L'urbanisme de Charles III

On ne le sait pas forcément mais à partir de 1993, Charles III (nouveau roi d'Angleterre au moment où ces lignes sont écrites, roi au pouvoir limité comme on sait mais influent) a fait réaliser une ville nouvelle : Poundbury. On peut lire souvent sans vraiment s’y intéresser qu’il s’agit d’un projet passéiste issu du «new urbanism» mais la réalité est plus nuançable. Dans son passéisme effectivement un peu foutraque pour l'époque, sa conception rejoint en partie certaines doctrines contemporaines.
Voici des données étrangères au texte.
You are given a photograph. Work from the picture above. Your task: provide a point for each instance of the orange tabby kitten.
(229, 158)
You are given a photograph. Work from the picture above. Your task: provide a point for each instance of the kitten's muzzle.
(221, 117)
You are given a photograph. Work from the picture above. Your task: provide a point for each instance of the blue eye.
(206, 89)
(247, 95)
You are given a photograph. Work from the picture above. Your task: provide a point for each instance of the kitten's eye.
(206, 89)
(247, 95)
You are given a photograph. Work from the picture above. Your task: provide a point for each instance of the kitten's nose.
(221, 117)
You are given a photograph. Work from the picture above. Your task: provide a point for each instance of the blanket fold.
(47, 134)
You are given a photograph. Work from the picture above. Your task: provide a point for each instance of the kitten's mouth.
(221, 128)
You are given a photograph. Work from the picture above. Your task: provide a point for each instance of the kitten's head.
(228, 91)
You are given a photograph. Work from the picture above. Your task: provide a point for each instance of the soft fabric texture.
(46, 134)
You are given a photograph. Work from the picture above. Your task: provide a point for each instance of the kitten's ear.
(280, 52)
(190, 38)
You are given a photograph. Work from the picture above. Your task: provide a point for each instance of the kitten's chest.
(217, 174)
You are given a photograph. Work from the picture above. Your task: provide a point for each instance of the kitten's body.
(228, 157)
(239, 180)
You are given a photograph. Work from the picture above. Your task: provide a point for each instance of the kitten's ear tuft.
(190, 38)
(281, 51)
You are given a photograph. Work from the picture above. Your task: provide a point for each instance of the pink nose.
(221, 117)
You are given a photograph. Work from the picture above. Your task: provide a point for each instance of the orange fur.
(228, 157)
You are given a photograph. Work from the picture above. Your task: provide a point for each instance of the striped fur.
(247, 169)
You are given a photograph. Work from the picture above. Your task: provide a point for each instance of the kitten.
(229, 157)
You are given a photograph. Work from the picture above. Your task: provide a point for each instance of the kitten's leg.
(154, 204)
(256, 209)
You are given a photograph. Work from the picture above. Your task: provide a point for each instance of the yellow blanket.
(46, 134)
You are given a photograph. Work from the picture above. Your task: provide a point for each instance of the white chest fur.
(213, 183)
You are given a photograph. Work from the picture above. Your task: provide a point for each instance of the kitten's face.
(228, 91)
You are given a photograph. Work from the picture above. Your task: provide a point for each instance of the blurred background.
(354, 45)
Le new urbanism est un mouvement né aux USA, en réaction à l’urbanisme fonctionnaliste séparant comme on le sait d’un côté les infra routières et de l’autre un zoning de programmes (commerciaux, pavillonnaires, etc.). Pensée qui a largement organisé dans le monde entier la dépendance à la voiture. Or, le new urbanism va à l’inverse de ça et donc, bien qu’il puise aussi ses racines dans une tendance formelle réactionnaire (pastiche tout béton et parements), faisait donc aussi théoriquement le pari d’une trame urbaine que l’on pourrait qualifier aujourd’hui de plus progressiste. Je m’explique : il misait sur la mixité d’usage des espaces publics (accessibilité piétons et vélos notamment), mais aussi sur la mixité des rez-de-chaussées commerciaux et résidentiels pour faire vivre le centre-ville, à une époque où ces questions étaient encore souvent très lointaines.
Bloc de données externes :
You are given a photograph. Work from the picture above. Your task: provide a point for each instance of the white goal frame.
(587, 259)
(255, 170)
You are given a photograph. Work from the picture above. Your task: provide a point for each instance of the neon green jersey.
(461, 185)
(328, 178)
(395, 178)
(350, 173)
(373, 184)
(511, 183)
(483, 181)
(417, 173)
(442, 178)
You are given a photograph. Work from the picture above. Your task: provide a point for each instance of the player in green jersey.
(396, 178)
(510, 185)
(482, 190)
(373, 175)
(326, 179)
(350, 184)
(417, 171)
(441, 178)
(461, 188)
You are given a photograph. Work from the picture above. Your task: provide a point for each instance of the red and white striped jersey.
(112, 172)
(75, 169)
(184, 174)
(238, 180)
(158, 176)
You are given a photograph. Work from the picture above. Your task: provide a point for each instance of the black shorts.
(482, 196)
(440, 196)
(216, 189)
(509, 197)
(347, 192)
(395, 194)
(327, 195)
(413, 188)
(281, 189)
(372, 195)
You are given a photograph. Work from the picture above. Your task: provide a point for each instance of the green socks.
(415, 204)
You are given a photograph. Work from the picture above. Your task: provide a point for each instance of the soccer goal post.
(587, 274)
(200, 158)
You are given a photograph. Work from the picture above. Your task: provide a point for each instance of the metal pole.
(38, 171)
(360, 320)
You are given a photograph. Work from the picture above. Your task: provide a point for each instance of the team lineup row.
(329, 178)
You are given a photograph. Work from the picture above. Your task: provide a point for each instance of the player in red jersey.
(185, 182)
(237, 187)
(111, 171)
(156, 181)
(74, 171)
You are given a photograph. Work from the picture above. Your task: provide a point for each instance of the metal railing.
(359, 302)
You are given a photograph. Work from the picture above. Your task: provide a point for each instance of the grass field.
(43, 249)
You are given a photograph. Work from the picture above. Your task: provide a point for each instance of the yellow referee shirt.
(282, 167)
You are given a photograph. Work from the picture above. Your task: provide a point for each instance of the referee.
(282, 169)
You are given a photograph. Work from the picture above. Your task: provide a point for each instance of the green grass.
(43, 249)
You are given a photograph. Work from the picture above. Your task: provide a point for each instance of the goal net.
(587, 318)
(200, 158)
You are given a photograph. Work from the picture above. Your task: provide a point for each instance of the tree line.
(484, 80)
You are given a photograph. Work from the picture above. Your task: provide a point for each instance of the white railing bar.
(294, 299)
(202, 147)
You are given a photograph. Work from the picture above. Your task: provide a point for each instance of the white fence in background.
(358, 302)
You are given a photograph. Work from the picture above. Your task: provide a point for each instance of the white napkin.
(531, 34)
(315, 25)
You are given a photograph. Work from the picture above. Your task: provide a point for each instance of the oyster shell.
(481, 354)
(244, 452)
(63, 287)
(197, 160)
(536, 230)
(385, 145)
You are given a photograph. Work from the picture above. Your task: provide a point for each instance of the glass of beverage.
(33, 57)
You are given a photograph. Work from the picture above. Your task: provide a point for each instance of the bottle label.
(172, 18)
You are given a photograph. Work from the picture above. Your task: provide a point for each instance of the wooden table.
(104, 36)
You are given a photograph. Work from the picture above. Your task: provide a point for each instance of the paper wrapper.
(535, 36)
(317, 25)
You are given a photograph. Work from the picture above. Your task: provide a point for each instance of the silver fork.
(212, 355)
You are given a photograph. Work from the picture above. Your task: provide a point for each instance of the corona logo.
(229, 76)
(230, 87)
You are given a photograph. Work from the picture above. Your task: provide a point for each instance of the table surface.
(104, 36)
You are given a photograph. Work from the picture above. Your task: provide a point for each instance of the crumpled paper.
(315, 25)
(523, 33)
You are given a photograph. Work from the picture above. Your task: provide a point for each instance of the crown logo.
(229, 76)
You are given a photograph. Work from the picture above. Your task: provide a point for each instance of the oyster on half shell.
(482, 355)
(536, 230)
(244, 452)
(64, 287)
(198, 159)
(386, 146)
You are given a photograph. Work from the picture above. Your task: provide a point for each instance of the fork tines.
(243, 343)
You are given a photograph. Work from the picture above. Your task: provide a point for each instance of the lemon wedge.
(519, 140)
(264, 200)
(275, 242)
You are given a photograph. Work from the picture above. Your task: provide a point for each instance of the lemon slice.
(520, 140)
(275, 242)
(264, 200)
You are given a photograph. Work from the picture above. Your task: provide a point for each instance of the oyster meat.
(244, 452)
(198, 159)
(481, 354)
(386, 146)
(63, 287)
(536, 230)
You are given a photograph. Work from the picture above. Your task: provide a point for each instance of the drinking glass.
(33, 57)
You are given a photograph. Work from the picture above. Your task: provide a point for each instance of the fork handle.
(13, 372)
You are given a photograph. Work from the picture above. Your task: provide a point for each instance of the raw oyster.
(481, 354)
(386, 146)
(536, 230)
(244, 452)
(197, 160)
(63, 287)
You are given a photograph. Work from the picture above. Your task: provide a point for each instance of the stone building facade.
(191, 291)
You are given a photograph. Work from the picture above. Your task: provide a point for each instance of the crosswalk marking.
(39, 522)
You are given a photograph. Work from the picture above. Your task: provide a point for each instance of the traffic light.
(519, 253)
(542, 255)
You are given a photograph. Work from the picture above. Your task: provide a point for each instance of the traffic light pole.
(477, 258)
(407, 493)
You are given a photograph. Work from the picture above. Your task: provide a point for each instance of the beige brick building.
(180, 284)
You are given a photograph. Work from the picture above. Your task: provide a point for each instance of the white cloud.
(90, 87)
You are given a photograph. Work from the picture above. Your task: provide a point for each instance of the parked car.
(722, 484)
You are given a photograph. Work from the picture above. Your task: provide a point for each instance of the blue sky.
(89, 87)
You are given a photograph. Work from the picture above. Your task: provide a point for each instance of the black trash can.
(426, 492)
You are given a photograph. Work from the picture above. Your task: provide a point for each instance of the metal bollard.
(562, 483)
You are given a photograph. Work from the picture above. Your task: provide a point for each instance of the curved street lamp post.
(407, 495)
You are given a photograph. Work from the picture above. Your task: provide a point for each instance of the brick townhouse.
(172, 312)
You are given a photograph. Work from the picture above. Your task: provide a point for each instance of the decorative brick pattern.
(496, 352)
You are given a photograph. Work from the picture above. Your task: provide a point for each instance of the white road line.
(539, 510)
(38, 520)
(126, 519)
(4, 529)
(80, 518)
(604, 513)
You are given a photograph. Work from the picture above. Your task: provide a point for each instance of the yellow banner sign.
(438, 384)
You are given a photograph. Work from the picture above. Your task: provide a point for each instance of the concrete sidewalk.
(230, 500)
Poundbury est une extension de 3500 habitants en banlieue de la petite ville de Dorchester (sud UK). Si le concept en soi d’extension urbaine prête fortement aujourd’hui le flanc à la critique, sa trame et la composition de ses espaces sont pour le moins étonnants pour l’époque.
On y trouve des îlots bien dessinés, des limites espaces publics/privés parfois un peu trop poreuses mais globalement assez nettes, des places publiques correctement dimensionnées (bien que très orientées stationnements mais c’était normal à l’époque et cela pourrait être modifié).
Et on y trouve aussi des rues rythmées par des accidents urbains réguliers (placettes) qui en confortent l’usage piéton. Et puis des petites attentions « quality of life » pour le quotidien (des petites ouvertures vers les coeurs d’ilots, etc).

Alors oui, bien sûr Poundbury s'est construit en extension pure sur les champs, sur le plan purement architectural c’est clairement une bouillie, oui la dépendance à la voiture de Poundbury est grande car cela reste une banlieue cernée d’espaces motorisés, oui l’arbitraire de la composition du plan fait saigner mon coeur d’urbaniste français adepte de la ligne droite. Et il faut, pour planter le dernier clou, signaler que Poundbury bien que proposant 35% de logements sociaux, souffre de problèmes de ségrégations.
Mais sans sauver une cause perdue, il y a donc une nuance intéressante à apporter à ces constats : force est de constater que les fondamentaux d’une composition à la fois durable sur le plan de la mobilité (possibilité de vie piétonne/vélo) et sur le plan urbain (une trame simple adaptable aux évolutions de la société) sont là. Et faire ça en 1993, si ce n’était pas complètement visionnaire, c'était loin d'être ridicule.
Du coup, quand Charles parle de renouveler l’entente pour la durabilité, si ça veut dire que dans mon travail d’urbaniste je dois m’inspirer du Plessis-Robinson (new urbanism français) ce sera non, mais si ça peut aider tout le monde à penser des centres-villes de petites tailles non basés sur la voiture, c'est intéressant.